Robertson Dean was the perfect choice as narrator for this book. The author does a good job of informing about echelon, but due to the secretive nature of it there's just not all that much red meat in the book. Still, I found it interesting and worth reading. A book on this topic could easily have turned out to be a kooky conspiracy theory trash-can liner, but it's not.
The content and narration of this book are both excellent. Author does a superb job of telling a story and educating the listener about history from a different point of view. I was a little apprehensive at first that it might be just a smear of the west in general and the U.S. in particular, but that was not the case at all.

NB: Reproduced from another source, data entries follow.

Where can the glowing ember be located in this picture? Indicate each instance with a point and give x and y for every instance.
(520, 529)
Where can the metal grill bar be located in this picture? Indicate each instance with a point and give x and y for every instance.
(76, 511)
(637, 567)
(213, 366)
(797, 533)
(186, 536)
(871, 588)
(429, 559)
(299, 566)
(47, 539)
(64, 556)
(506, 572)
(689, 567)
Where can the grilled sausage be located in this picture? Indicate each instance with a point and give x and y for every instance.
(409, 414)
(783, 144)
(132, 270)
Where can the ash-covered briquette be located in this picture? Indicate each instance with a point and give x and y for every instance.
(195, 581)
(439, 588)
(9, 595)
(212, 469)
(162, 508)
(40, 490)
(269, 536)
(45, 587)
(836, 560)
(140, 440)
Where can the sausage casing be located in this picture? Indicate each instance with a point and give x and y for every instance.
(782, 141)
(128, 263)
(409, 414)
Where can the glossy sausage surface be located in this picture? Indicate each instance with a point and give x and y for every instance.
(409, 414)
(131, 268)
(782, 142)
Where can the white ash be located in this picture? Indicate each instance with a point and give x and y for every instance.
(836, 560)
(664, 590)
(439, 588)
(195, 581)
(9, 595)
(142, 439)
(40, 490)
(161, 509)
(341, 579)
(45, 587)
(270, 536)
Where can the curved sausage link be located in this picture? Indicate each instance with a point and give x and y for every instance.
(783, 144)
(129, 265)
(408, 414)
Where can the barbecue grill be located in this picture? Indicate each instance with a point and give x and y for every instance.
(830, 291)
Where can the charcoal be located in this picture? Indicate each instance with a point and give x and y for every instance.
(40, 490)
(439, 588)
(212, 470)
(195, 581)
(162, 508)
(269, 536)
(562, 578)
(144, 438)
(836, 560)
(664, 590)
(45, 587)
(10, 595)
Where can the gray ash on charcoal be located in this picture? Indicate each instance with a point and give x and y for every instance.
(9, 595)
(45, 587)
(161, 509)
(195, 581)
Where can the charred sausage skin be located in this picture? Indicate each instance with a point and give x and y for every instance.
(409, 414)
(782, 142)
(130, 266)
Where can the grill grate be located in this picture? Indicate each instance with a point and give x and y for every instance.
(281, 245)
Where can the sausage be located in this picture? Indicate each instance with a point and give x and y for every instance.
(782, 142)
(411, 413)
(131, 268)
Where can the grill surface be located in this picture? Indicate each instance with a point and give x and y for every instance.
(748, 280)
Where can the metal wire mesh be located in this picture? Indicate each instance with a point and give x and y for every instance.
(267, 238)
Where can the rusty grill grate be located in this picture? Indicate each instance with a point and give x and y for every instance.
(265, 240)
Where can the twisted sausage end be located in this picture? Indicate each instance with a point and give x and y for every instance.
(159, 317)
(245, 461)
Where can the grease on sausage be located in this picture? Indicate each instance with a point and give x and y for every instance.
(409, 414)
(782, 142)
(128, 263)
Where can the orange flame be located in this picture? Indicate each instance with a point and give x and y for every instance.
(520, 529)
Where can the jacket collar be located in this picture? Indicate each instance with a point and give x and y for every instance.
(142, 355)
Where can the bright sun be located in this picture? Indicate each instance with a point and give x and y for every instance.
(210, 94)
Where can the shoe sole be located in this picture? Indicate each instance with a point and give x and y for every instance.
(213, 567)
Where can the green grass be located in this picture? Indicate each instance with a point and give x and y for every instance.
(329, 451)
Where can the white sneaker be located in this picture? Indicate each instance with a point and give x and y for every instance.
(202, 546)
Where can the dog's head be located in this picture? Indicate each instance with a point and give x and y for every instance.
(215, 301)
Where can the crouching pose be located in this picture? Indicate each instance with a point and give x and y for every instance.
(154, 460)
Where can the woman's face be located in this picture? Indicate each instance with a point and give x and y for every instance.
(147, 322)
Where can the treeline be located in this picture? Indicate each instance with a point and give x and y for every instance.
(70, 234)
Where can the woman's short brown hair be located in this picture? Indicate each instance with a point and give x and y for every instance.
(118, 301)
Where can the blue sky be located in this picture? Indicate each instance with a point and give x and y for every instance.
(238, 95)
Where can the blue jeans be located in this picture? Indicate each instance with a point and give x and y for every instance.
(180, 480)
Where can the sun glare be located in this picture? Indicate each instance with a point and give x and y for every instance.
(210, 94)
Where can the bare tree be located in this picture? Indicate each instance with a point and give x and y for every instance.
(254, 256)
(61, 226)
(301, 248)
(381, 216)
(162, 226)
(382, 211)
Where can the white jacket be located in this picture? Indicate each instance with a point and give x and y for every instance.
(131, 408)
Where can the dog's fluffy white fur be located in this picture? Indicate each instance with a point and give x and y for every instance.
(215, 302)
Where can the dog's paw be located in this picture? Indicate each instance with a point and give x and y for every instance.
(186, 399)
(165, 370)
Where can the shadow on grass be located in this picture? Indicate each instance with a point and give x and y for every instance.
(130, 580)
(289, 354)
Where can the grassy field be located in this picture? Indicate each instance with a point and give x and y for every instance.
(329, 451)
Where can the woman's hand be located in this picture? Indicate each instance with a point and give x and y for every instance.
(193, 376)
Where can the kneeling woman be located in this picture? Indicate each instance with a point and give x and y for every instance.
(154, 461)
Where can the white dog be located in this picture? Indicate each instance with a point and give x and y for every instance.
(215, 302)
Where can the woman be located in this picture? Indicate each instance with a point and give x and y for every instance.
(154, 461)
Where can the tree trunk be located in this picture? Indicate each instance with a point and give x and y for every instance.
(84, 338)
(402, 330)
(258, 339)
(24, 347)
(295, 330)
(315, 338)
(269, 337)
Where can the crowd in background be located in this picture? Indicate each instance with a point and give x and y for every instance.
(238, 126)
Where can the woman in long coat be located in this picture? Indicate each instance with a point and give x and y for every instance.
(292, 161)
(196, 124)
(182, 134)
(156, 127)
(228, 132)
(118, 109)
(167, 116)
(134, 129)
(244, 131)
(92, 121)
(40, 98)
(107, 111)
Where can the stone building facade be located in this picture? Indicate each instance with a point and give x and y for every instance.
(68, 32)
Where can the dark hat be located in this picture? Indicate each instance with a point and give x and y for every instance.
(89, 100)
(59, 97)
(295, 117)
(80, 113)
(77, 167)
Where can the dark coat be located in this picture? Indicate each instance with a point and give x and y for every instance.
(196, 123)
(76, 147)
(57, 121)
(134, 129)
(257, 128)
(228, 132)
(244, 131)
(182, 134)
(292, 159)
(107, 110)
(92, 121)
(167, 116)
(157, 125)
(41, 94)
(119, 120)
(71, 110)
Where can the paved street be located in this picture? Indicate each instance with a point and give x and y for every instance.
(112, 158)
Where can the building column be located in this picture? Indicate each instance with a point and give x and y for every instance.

A very worthwhile listen.
The author did a decent job of holding my interest with the content of the book. Be aware that the book is basically a collection of trivia, related (sometimes tenuously) to various rooms in the home. So if you like historical trivia you'll probably like this. For content, I would have probably gone to 4 stars but the author's narration didn't work that well for me. He read a little bit fast at times and does not always enunciate very clearly, so I suspect some people might have to rewind this one a lot. Also, his accent and voice are of the sort people are apt to either love or hate. So listen to the preview first.
If you like lame conspiracy theories, read this. If you're looking for the most basic facts to support the author's vague implications, or anything resembling arguments backed up by evidence, sorry. I didn't get very far into this one before I had to turn it off. The narrator does a good job of making everything sound ominous, though, so kudos to him for his dramatic intonation.